Rehoboth Beach Museum presents folklorist Ed Okonowicz at 7 p.m., Feb. 7. "Food Lore, from Scrapple to Muskrat" shares proof that what one eats tells as much about regional identity as family history.
Okonowicz offers insight into Delaware’s food lore in a presentation and conversation with his audience. This program will explore the heritage of diverse foods grown and prepared throughout Delaware.
For admission for this event, participants are asked to bring a nonperishable item for the Food Bank of Delaware. Reservations are required; call 302-227-7310. The Rehoboth Beach Museum is at 511 Rehoboth Ave. next to the Visitors Center. Parking is available, and the museum is handicapped accessible. Museum hours are 10 a.m. to 4 p.m., Mondays and Fridays, and 11 a.m. to 3 p.m., Saturdays and Sundays.
Okonowicz, a Delaware native, presents storytelling programs throughout the Mid Atlantic region and has written more than two dozen books on Delmarva and Maryland folklore. Among the favorites are books on ghost stories such as "Phantoms at the Cape May-Lewes Ferry." Another popular title is "So You Think You Know All About Delaware."
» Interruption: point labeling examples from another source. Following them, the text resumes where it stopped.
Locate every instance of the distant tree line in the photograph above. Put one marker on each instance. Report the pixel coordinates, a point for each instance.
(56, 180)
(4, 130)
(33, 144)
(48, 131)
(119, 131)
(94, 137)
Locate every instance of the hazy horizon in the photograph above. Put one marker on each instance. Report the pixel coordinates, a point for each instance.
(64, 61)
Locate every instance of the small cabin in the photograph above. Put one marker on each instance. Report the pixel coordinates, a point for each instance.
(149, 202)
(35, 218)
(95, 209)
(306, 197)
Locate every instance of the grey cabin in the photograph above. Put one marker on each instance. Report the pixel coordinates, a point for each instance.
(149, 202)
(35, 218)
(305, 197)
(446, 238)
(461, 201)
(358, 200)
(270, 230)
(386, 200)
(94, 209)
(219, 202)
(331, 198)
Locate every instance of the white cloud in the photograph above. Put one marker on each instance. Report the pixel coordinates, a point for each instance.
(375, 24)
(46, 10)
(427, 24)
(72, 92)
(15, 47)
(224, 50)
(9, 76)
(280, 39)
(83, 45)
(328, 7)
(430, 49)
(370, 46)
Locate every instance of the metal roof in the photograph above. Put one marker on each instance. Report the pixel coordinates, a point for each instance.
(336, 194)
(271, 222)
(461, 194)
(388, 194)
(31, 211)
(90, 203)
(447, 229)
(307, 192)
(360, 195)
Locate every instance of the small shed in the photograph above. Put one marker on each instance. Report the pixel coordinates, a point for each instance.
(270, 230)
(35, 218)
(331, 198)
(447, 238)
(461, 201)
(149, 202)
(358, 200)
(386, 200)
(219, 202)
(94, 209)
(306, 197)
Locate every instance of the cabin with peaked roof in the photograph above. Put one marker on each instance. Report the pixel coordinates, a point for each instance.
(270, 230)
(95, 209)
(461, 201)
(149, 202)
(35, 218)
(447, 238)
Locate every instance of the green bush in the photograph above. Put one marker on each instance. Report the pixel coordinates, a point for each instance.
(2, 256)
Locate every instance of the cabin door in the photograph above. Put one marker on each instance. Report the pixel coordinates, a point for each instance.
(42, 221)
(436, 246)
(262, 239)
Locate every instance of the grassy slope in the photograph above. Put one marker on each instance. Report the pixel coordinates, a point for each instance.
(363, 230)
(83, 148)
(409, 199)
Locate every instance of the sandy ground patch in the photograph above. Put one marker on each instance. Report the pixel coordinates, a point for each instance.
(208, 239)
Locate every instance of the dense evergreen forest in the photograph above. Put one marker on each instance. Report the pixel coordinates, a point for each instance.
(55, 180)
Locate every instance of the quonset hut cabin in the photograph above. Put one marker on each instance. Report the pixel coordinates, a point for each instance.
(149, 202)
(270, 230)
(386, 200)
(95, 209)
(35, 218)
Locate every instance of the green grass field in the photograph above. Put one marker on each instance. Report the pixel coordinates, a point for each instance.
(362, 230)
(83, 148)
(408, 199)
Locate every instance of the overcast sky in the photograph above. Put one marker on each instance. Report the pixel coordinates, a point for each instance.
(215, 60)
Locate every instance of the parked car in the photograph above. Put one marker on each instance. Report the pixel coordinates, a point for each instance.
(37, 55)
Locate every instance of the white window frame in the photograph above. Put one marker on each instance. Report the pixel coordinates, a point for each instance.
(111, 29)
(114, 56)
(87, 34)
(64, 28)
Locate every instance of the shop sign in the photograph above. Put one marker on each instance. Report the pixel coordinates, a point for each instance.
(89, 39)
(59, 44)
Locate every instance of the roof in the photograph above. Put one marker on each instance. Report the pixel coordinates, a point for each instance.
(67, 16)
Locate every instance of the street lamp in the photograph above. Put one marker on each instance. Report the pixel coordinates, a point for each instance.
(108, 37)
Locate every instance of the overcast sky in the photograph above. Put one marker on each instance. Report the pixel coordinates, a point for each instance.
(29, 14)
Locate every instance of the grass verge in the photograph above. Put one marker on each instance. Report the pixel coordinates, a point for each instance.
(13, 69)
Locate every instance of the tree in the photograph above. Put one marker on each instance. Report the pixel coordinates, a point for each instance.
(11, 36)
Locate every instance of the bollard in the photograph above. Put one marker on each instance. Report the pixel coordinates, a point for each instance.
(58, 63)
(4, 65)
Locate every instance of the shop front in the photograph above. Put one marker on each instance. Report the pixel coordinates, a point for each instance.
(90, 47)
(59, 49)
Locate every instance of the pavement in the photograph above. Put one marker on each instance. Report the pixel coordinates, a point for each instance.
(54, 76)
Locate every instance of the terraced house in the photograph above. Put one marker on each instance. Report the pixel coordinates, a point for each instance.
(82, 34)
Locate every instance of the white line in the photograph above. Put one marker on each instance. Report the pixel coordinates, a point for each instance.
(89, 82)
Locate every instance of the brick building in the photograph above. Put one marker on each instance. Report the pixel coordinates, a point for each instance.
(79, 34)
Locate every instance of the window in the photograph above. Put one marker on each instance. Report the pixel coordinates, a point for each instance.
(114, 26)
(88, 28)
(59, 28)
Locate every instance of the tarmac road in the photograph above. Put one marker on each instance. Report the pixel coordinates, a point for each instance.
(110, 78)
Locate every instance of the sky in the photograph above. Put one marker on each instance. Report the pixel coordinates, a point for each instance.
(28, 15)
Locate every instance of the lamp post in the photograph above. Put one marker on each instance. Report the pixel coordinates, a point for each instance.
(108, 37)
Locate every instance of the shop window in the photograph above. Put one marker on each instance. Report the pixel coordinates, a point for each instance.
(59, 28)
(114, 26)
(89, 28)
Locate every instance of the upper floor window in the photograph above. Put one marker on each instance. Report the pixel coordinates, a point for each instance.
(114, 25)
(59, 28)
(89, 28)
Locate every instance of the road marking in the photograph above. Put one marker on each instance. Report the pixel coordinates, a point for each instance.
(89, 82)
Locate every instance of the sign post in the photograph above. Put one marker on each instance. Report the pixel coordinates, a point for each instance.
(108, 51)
Museum membership allows individuals to participate in the discovery and preservation of Rehoboth Beach history. As well, members receive benefits that include; discounts for specific events, our newsletter and social media updates.
At 7 p.m., Friday, March 7, "The French Chef, Julia Child French Classics," a PBS video. will be shown at the museum. This video is part of a special collection of six original black-and-white episodes broadcast in the 1960s.
The museum will open its fourth annual presentation of artistic needlework Saturday, March 15, and it will be on display until May 11.